Some models do offer a day bright screen, which is specially lit to provide better viewing in outdoor elements. These are also quite effective, but the best solution is an internal LCD or CRT viewfinder otherwise known as an eyewell.
This solution is found in most professional cameras which offer both an external :LCD screen for indoor use, and an internal viewfinder (eyewell) for use outdoors in sunlight. If you perform extended work outdoors, the latest internal viewfinders offer low radiation OLED (organic LED) viewfinders which make it much more comfortable for use over long periods of time.
Screen Size, Onscreen display and Image Display –
There is a great variety of screen sizes and display resolutions, and the appropriateness of each is completely up to the end user’s personal preference. Screen sizes are measured diagonally across the screen and will range from as small as 2 inches to 5 inches.

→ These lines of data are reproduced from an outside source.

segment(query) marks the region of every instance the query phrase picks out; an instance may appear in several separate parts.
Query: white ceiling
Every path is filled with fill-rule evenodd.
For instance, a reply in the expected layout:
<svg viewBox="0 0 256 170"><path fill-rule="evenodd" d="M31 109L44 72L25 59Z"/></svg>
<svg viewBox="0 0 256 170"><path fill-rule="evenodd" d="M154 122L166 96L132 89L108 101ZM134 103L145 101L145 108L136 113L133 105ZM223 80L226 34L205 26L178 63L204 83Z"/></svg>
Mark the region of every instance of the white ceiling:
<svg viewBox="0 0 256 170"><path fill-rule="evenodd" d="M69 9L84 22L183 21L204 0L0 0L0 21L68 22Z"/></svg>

Subjective characteristics to keep in mind when looking for an appropriate screen size are:
• Can I see the screen properly?
• Am I able to read all the small numbers clearly? Can I see the difference between an 8 and a 0 ?

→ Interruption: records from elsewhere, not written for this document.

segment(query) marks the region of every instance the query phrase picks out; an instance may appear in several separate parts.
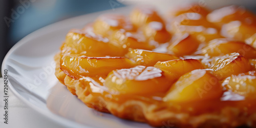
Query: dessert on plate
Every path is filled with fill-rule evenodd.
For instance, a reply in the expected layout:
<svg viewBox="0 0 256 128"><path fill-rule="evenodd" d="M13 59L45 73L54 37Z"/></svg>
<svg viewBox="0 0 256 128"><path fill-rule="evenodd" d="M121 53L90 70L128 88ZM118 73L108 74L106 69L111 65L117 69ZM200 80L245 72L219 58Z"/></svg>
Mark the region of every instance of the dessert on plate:
<svg viewBox="0 0 256 128"><path fill-rule="evenodd" d="M156 127L256 127L256 16L198 5L106 14L67 34L59 81L88 106Z"/></svg>

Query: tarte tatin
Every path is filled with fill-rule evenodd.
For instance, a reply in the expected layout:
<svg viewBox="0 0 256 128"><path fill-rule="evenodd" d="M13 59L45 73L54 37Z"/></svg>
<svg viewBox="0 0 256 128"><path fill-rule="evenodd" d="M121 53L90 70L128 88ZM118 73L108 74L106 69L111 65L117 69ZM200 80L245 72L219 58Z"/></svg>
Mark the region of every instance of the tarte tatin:
<svg viewBox="0 0 256 128"><path fill-rule="evenodd" d="M88 106L161 127L256 127L256 16L140 6L67 34L55 75Z"/></svg>

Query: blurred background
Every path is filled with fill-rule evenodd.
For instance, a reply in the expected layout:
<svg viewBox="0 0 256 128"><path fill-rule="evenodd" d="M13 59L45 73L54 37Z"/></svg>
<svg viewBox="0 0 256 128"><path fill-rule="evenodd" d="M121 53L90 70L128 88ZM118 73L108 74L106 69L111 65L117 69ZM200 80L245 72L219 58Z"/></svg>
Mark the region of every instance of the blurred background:
<svg viewBox="0 0 256 128"><path fill-rule="evenodd" d="M166 11L177 5L195 2L212 9L234 4L256 11L254 0L0 0L0 65L7 52L22 38L61 20L129 5L152 4Z"/></svg>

• Can I see sufficient detail in the image (ie for high sensitivity applications).
• What is it like outdoors?
Bear in mind that in general, the larger the screen the higher the power consumption. If long battery life is an important factor having a smaller screen, or perhaps energy saving (screen saver) functions will be of benefit.
Is there enough information on-screen? –
The amount of data represented on-screen is also an important consideration for many applications. It may be important to have specific data in front of the operator at all times. Information such as the emissivity, image range, temperature range or filter, hot seeking cursors or other temperature related information may need to be instantly recognized by the operator.
Why does it look better on the camera than on the PC? –
Always bear in mind the image display is usually NOT the same as the detector resolution. In most cases (especially when larger screens are in use), the image will be enhanced or digitally increased in size to be presented on the camera’s screen.
Many 160×120 native resolutions (detector) will be enhanced to 320×240 or 640×480 on the rear screen of the camera for display purposes. This only serves to aesthetically enlarge the image and has no effect on measurement capabilities.
Often this enhancement is not carried through to the software, whereby the image will open in its native format. It pays to always compare the on-screen performance to the downloaded image to avoid getting a false sense of image quality. How the image looks in the PC software will be the best representation of how it will look for the customer when you prepare the report!